AIM OF THE STUDY: Identify key factors in the assembly process and cell surface targeting of KA-2 subunit containing heteromeric KARs.

HEK-293 cells were transiently transfected with various combinations of KAR (KA-2, GluR5-7) and other ionotropic glutamate receptor (GluR1, NR1) subunits using SuperFect (Promega) transfection system according to the manufacturer's protocol. Two days after the transfection, the cell surface proteins were biotin labelled. Solubilised biotinylated (surface exposed) proteins were separated by streptavidine-agarose beads from intracellular protein components. The presence of glutamate receptor subunits in various fractions were assessed using immunoblotting with subunit specific antibodies to KA-2, GluR6/7, GluR1-4 and NR1. The ß-tubulin content of each fraction was analysed to confirm the integrity of the cells during biotinylation.
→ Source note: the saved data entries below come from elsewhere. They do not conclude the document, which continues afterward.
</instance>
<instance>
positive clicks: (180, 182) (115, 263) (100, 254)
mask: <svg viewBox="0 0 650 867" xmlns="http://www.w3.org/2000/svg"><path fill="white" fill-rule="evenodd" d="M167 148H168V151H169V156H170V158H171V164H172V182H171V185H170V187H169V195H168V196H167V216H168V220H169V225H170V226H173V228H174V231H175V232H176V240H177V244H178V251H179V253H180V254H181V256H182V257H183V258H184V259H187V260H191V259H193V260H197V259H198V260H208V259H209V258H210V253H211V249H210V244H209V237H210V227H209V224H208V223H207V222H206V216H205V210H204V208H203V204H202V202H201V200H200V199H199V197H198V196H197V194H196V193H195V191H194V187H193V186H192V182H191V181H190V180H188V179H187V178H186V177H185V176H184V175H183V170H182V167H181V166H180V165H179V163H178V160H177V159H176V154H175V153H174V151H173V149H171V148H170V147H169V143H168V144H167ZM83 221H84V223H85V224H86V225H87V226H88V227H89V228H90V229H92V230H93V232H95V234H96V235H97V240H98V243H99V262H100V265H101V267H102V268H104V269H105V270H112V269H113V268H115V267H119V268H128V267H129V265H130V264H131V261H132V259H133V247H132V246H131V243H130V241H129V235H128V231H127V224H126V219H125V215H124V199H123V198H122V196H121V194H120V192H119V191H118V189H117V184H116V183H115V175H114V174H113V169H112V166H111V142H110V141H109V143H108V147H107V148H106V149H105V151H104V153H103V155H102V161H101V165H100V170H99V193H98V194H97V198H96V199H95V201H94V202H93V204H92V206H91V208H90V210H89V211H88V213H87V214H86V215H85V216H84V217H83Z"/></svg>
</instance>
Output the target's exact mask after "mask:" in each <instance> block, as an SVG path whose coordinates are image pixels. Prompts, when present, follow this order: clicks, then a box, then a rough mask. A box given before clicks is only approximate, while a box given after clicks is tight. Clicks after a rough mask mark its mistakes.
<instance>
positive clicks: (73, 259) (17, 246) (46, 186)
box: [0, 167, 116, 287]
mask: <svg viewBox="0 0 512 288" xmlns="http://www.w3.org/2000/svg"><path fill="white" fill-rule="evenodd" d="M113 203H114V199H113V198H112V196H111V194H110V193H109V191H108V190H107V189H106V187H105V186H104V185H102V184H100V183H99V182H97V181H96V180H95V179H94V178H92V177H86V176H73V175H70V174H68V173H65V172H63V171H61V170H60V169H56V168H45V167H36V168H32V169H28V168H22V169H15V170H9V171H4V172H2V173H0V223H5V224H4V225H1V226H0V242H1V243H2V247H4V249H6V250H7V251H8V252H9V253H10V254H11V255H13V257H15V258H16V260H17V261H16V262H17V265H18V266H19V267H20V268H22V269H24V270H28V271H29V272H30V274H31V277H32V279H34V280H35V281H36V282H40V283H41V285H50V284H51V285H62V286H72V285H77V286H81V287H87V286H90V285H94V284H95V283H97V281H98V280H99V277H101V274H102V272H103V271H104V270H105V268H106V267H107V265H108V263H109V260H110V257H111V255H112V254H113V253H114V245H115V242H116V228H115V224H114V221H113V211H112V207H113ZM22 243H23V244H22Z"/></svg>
Cells transfected with one glutamate receptor subunit alone or in combination with KA-2 produced essentially the same amounts of subunit proteins. None of the streptavidin-agarose isolated biotin-labelled samples contained ß-tubulin, indicating that there was no contamination of the surface exposed protein samples with intracellular proteins. When expressed alone, KA-2 subunit was identified exclusively in intracellular membrane compartments, while this subunit was not detectable on the cell surface. The same pattern of distribution was observed when KA-2 was co-expressed with either NR1 or GluR1 subunits. In contrast, KA-2 was present both on the cell surface and in intracellular compartments when it was co-expressed with either GluR5, GluR6 or GluR7 KAR subunits. When expressed alone, GluR6 and GluR7 subunits showed positive immunoreaction in both surface expressed and intracellular protein fractions with the anti-GluR6/7 antibody. In contrast, the same subunits with an N-terminal myc-tag were only present in the intracellular protein fractions suggesting that the modification of their extracellular domain interfered with the normal assembly and/or cell surface targeting of these subunits.

The cell surface expression of the KA-2 subunit depends on the assembly with other KAR subunits. The modification of the N-terminal domain interfered with the cell surface expression and assembly of GluR6 and GluR7 containing KARs.